Here’s a spot in Santa Ana, California—although it could be just about anywhere. Every town in North America has a string of used car lots along the side of its aging eight lane suburban arterials. In this location land values and market demand for housing are so incredibly high even the obscene regulatory constraints, up front impact fees, environmental remediation, and NIMBY opposition are being overcome to accommodate new development. But the stuff that’s getting built is a platypus hybrid of suburban and urban typologies.
Across the street on what was once a nearly identical second hand auto dealership is a new housing subdivision. The market wants fully detached single family homes with two car garages and garden space in this location. What the underlying economic situation mandates is an intensity of land use that gets the price per unit down below the $700,000 level, which is what buyers in the region can manage. Most of that cost has little to do with the homes themselves. The dirt, infrastructure, and entitlement process chew up much of the budget.

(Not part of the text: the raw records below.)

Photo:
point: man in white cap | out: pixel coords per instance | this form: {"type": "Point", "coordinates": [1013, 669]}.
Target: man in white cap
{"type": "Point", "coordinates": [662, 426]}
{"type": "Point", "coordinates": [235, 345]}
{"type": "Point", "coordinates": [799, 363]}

So developers are creating vertical row homes that don’t physically touch.
The few feet of air between these homes is largely symbolic, but it’s a cultural artifact that many people prefer. All these homes are tied together invisibly by a rigid homeowners association that dictates every aspect of what can and can’t be done here. But these feel like autonomous spaces.
While the floor plans don’t vary much, the aesthetic treatments do. Each home gives the impression of being unique with traditional domestic touches. The people who build these places know exactly how to appeal to specific demographics. In this case there’s a need for family homes suitable for children, yet close to employment and the larger ties of extended family and ethnic bonds. These buyers are predominantly Vietnamese.
Of course the entire subdivision is gated and walled. Residential communities like these are almost always fitted with reassuring security features. I tend to believe these gates and walls are more of a suggestion of safety rather than truly physically secure, but buyers are more confident when they see these amenities.
People may want a large front lawn and generous back garden, but to achieve that kind of property in Orange County they’d either have to pay an exorbitant price, or relocate to the far fringe of the metroplex and endure a soul crushing commute. The marketing department and interior designers set the stage for a comfortable life within the walls of these homes, which do in fact have everything on most wish lists. It’s all just a bit compressed. Each of these units sold before the complex was fully built out.
Ingeniously the units that face the arterial do, in fact, touch and form a visual and acoustic screen for the rest of the development. The trade off is that these townhome condos have the physical and legal distinction of being live/work spaces. It’s permitted and approved to conduct certain kinds of business in these units. So if you happen to be a professional photographer or tax accountant you could run your shop on the ground floor. That’s a rarity in suburbia and a trade off many people are willing to embrace.
Standing in the median between multiple lanes of high speed traffic I tried to imagine what the neighborhood would be like when the remaining used car lots and aging strip malls eventually give way to more of these complexes. It won’t be the nostalgic Ozzie and Harriet landscape many people still pine for. But I’m not sure that ever existed exactly as people like to remember. The discount auto malls put things into perspective pretty fast.
But this landscape won’t ever be Paris either. Everyone will continue to drive everywhere and traffic will metastasize as it always has. Walking, biking, and taking the bus will remain marginal and largely unrewarding activities. At best it will become a stucco Queens—an outer borough with drought tolerant plantings. Not terrible I suppose.
Then again, I remind myself that Paris isn’t building Paris anymore either from what I see littering the penumbra of that city. The hulking boxes of Carrefour, Bricorama, and Ikea that grace the French capital’s A4 Autoroute rival New Jersey at dusk. Time marches on. Is any of this better? Worse? I’ve made my peace with the process, warts and all. We don’t get perfection. We get what solves our problems and meets our needs right now. It’s all about compromise.